Objective To investigate the functional impact of minichromosome maintenance protein 7 (MCM7) silencing on cutaneous malignant melanoma (CMM) cell apoptosis and proliferation via AKT signaling pathway.

Methods Lentivirus vector (LV)-shRNA-MCM7 was constructed, and A375 cells were assigned into control, empty vector, siRNA and siRNA negative control (NC) groups. The viability, migration, apoptosis and cell cycle entry of A375 cells in response to MCM7 knockdown were detected by MTT assay, scratch test and flow cytometry. qRT-PCR and Western blot were conducted to measure the expression of MCM7, AKT3, Cyclin D1, Bcl-2, Bax and caspase-3.

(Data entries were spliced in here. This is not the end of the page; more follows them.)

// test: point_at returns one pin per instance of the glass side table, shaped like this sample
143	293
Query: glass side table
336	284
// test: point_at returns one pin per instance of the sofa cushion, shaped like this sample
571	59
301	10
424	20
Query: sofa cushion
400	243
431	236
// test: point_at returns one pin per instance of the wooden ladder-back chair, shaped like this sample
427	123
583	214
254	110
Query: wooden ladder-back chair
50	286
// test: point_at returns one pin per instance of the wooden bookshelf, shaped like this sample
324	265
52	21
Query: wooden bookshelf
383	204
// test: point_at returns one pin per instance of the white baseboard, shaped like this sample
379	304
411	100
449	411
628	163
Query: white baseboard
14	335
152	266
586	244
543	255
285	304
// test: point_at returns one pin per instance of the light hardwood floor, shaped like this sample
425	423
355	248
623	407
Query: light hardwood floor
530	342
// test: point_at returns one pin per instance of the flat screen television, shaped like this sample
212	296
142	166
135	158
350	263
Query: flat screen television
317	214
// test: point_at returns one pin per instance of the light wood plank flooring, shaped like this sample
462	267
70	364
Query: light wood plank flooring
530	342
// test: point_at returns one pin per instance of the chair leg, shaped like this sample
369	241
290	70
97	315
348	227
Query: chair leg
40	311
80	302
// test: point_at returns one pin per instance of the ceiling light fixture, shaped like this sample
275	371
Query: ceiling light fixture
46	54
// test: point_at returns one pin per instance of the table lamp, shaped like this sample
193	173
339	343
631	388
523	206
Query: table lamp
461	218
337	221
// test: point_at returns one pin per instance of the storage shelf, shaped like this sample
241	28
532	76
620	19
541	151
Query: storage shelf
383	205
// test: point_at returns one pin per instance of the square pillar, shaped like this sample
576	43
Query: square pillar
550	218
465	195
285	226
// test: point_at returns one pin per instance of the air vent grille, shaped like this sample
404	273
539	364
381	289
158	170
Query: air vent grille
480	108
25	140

Results Compared with control, empty vector and siRNA NC groups, MCM7, AKT3, Cyclin D1 and Bcl-2 expression were decreased in siRNA group after MCM7 silencing(P < 0.05), but Bax and caspase-3 expression were increased(P < 0.05), cell apoptosis and the number of cells at G₀/G₁ phase were increased, but cell migration and proliferation and the number of cells at S phase were decreased (P < 0.05).

Conclusion The functional suppression of MCM7 could inactivate AKT signaling pathway, thus inhibiting the migration, proliferation and promoting apoptosis of CMM A375 cells.